The remaining issue relates to the amount of plaintiff’s damages. X-rays taken by Dr. Joseph Peden are negative as to any bone or joint pathology. Consequently they are of no aid to the Court. Plaintiff was treated by Dr. Edward Bowdem who found that he suffered contusions and sprains of the left shoulder and elbow with some tearing of the musculature below the biceps. The muscle injury was healed, leaving an area described as a knot or a hard place in the arm. The medical testimony was that *984the healing had taken place in the form of scar tissue which caused the hard area, and that the scar tissue would be present in the arm permanently. Dr. Peden’s bill was $20.00, and Dr. Bow-dern’s bill was $55.00, which we find are reasonable charges.

Plaintiff’s evidence shows, and we find, that he had some residual pain in the left arm which resulted in weakness and loss of power of the grip in the left hand. However, this loss of power, according to the testimony of Dr.

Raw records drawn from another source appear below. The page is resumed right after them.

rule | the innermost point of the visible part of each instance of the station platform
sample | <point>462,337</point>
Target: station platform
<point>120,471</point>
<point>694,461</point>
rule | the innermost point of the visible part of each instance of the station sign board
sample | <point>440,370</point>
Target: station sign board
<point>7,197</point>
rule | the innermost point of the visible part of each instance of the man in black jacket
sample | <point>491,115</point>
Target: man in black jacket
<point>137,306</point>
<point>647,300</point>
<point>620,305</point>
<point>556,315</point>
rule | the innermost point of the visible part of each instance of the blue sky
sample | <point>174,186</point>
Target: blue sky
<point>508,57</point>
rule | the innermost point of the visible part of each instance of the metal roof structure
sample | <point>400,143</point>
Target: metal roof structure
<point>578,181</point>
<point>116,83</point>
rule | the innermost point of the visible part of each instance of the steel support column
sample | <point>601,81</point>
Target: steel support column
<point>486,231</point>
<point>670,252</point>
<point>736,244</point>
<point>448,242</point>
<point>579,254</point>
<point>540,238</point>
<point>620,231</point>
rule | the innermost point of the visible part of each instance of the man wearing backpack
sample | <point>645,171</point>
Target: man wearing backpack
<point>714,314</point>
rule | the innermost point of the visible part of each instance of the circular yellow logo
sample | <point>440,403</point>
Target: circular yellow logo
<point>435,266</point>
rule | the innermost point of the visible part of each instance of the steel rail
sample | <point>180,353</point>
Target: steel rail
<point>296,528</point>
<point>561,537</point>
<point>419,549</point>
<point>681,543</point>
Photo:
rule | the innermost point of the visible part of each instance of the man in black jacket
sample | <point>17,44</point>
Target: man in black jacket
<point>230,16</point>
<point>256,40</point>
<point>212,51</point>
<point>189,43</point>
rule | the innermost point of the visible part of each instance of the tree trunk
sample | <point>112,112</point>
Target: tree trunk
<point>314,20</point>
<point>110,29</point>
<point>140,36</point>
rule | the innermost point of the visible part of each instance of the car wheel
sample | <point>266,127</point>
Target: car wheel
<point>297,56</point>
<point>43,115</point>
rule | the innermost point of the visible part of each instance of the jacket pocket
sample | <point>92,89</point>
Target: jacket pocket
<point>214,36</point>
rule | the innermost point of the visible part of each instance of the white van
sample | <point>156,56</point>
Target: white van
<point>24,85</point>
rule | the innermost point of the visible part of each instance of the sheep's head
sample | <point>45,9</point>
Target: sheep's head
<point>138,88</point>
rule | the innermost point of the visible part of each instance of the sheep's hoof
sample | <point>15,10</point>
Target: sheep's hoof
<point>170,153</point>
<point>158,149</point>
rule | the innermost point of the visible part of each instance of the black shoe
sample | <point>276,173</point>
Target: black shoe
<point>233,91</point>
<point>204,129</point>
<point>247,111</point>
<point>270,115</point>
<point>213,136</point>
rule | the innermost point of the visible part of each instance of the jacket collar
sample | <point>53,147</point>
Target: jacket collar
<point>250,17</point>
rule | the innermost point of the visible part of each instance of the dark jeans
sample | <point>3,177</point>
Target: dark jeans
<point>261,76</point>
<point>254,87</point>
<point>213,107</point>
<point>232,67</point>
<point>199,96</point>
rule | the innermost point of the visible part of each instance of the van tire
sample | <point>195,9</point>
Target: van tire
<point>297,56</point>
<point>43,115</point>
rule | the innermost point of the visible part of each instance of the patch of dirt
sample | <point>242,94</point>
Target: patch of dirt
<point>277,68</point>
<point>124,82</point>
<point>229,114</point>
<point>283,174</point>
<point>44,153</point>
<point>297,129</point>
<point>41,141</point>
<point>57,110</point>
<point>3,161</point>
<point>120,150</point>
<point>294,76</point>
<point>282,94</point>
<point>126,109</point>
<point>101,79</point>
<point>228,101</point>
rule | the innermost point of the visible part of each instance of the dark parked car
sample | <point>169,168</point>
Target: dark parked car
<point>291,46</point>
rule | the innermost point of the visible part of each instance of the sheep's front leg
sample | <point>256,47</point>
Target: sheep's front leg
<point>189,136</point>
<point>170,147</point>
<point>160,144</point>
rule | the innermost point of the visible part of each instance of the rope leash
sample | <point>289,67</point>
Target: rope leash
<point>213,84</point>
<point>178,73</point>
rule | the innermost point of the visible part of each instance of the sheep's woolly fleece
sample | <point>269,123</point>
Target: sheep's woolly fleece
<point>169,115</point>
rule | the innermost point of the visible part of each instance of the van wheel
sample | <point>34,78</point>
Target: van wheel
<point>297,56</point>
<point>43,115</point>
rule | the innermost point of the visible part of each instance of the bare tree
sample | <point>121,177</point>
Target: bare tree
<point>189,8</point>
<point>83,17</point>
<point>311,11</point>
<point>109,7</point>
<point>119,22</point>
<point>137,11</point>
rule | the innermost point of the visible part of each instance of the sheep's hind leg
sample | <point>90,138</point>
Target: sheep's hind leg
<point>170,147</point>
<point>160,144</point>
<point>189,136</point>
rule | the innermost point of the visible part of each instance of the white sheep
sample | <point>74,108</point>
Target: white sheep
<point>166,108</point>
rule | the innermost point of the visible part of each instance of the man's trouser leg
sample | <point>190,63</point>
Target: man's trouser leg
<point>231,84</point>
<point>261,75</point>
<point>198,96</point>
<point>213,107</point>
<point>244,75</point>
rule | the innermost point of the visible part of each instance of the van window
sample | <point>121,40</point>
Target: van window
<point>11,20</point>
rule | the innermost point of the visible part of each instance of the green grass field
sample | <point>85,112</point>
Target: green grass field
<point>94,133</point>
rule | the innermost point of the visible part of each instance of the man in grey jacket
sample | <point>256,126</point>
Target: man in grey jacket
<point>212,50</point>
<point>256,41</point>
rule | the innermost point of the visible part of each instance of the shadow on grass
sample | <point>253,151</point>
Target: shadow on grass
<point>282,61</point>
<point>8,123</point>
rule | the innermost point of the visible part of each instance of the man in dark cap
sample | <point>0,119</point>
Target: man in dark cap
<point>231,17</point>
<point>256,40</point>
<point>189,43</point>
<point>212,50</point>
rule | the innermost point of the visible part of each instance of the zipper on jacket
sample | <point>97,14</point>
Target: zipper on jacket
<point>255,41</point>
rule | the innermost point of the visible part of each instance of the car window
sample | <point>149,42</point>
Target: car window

Bowdern is not permanent, so that plaintiff will be left permanently only with the scar tissue and knot previously adverted to. Plaintiff is, of course, entitled to recover for his pain, suffering and discomfort. We are of the opinion, and so find, that taking into consideration the nature and extent of the injuries and the reasonable medical expenses incurred by plaintiff he should be awarded the sum of $850.00.

The foregoing memorandum constitutes our findings of fact and conclusions of law. The Clerk is directed to enter judgment in favor of plaintiff and against defendant in the sum of $850.00 and costs.